Confident Rooms Collapse the Loudest
Inheriting confidence from machines as the illusion of the competent professional
I have two court cases open in Spain.

Both involve professionals so disgustingly confident they couldn’t be bothered to do the job — or in one case, even start it. Quoted high. Responded late. Always arrives God-knows-when. Absolutely certain throughout. No apology. No self-doubt. Not a single moment of professional shame.
And here’s what still unsettles me the most: they’re still in business.
Still quoting high. Still certain. Perfect conviction from start to disaster. They don't own a pair of pants on paper. Untouchable by law.
Which means I’ve been paying the wrong tax.

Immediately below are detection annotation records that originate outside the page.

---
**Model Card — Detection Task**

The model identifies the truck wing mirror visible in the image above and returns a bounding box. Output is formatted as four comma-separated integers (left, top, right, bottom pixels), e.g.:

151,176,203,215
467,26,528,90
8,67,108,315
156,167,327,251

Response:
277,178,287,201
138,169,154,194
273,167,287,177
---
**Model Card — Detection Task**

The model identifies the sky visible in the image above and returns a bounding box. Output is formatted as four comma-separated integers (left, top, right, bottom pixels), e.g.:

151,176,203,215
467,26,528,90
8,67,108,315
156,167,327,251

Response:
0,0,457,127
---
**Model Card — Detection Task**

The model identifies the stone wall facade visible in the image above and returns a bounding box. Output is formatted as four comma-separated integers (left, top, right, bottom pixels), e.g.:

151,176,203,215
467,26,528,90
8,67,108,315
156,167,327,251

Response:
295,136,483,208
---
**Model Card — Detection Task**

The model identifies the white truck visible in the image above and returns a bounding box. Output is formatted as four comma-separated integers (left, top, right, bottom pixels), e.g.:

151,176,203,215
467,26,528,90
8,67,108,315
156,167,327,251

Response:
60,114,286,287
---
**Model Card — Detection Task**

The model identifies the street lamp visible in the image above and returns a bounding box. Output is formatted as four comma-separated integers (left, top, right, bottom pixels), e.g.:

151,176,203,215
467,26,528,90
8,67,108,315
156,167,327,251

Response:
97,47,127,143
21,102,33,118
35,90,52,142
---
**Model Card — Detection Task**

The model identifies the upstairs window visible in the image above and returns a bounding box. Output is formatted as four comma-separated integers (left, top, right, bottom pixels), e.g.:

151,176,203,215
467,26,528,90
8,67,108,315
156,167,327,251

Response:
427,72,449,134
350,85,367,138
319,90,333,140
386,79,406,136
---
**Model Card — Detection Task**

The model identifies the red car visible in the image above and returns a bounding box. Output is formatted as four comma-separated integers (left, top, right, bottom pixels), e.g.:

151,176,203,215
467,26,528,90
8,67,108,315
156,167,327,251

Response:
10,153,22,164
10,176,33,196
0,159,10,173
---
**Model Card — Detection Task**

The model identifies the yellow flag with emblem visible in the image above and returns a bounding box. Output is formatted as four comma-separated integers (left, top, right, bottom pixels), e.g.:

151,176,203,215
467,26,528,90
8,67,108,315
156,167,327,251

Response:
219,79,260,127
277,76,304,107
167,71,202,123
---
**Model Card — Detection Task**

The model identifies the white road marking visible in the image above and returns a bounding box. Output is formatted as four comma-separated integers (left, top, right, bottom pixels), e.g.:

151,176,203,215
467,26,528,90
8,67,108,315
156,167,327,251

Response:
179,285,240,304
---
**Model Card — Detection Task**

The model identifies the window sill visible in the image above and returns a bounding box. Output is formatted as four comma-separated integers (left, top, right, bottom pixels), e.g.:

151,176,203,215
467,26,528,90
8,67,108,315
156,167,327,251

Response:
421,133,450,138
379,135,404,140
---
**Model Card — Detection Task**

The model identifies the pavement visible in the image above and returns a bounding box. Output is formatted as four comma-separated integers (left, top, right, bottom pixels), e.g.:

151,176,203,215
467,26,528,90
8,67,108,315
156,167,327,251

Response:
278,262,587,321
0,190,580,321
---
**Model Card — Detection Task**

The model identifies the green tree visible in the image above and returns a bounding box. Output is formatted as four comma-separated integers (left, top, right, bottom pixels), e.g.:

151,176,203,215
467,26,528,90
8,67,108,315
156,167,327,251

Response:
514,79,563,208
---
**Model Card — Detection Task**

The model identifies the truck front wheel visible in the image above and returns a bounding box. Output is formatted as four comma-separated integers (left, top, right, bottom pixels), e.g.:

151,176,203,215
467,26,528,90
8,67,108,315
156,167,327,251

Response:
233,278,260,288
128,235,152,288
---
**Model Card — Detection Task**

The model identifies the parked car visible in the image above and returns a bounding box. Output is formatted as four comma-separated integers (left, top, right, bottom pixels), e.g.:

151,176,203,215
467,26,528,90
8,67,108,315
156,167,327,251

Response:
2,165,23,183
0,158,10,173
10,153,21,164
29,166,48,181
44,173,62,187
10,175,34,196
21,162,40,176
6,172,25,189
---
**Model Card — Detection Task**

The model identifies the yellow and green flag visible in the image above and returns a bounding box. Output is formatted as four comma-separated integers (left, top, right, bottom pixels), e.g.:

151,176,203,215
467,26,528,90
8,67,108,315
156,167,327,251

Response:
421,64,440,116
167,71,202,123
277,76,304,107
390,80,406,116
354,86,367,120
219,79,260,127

The confidence tax is not a penalty on incompetence. Confidence has nothing to do with competence. It’s a penalty on the appearance of uncertainty.

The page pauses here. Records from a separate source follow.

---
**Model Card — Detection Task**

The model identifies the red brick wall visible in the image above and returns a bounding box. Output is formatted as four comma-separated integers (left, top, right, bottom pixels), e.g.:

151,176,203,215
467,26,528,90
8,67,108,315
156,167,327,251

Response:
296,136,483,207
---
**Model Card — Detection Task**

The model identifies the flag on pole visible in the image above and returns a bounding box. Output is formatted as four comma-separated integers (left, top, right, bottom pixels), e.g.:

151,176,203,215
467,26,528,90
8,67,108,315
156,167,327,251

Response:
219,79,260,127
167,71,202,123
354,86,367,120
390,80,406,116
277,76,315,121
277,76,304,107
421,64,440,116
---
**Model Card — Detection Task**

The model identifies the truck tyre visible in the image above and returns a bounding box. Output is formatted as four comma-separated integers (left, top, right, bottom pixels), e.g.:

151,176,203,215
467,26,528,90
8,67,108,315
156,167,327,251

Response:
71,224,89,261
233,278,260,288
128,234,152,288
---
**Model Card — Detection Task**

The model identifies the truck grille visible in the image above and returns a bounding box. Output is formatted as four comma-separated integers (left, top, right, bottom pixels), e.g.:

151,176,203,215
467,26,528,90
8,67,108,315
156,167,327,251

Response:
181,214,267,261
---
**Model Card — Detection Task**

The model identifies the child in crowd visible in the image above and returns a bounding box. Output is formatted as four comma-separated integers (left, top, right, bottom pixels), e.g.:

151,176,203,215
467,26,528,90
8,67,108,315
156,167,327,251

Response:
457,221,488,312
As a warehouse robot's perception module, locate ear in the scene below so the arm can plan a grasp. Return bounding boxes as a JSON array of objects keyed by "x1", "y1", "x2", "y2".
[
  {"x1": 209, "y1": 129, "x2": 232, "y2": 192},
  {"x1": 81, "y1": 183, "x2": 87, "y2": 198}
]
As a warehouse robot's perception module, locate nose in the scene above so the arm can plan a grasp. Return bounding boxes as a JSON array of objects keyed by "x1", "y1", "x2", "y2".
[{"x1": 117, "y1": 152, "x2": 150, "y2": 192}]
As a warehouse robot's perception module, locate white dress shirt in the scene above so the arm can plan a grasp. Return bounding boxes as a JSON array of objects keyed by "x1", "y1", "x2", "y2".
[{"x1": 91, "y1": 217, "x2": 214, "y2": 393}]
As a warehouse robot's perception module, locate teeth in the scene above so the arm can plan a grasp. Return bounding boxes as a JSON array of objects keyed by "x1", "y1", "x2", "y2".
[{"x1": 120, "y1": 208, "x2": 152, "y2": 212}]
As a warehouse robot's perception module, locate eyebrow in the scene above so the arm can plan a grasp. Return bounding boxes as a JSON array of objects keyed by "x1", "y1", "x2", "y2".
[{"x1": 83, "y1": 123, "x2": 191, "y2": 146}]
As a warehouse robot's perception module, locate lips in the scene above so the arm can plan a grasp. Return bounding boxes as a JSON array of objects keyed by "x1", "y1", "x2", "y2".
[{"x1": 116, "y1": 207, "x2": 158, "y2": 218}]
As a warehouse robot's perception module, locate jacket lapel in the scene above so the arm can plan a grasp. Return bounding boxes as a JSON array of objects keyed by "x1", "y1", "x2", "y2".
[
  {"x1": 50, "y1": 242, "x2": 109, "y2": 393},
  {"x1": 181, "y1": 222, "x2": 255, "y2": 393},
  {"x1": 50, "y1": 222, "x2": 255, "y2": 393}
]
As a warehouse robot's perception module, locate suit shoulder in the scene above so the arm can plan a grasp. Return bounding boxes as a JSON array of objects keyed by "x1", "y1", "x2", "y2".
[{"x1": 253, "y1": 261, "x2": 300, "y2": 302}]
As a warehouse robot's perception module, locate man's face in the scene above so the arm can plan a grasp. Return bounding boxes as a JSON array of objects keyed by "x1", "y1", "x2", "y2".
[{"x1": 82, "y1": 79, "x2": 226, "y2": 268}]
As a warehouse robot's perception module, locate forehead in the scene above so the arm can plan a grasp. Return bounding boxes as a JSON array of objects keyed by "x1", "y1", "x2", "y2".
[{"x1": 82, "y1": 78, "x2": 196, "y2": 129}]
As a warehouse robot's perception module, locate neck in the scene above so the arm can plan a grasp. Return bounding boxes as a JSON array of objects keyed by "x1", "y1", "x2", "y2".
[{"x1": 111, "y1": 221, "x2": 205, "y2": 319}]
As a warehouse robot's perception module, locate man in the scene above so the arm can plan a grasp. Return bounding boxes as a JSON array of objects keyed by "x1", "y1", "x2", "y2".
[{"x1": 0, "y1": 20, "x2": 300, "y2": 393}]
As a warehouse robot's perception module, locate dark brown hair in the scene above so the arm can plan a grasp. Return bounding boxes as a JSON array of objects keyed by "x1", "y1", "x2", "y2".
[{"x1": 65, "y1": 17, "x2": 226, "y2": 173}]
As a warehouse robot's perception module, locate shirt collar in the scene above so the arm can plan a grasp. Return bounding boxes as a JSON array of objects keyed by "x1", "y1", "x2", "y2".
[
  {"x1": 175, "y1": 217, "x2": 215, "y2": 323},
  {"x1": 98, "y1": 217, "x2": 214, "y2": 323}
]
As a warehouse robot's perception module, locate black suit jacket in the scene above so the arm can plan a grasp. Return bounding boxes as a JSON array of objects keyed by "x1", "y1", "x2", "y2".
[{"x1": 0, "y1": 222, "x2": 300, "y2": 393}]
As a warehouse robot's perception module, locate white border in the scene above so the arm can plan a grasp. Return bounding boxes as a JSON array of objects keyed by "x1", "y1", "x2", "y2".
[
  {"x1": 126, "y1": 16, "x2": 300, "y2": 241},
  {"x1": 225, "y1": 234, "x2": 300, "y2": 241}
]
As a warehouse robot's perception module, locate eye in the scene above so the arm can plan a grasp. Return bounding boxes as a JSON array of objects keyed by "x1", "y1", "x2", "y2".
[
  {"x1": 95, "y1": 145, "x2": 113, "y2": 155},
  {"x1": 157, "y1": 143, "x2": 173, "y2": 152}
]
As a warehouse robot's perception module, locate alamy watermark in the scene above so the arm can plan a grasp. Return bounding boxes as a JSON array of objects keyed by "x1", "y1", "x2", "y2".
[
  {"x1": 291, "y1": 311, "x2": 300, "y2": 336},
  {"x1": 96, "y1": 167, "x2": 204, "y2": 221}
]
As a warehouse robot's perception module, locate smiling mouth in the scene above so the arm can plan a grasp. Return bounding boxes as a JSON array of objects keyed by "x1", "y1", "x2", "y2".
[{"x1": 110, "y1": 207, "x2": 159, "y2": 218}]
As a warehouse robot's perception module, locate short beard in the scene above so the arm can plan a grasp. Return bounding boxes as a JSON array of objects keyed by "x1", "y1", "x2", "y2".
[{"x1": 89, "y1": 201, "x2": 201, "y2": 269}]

The market doesn’t price what you know. It prices how sure you look knowing it.
This isn’t new. Ironically, AI made it expensive in ways we haven’t fully named yet.
Two years ago, fluency with AI tools made you interesting. Today its absence makes you a liability. The floor moved. No announcement came with it. Expectations towards an entire generation of professionals have shifted — quietly, completely.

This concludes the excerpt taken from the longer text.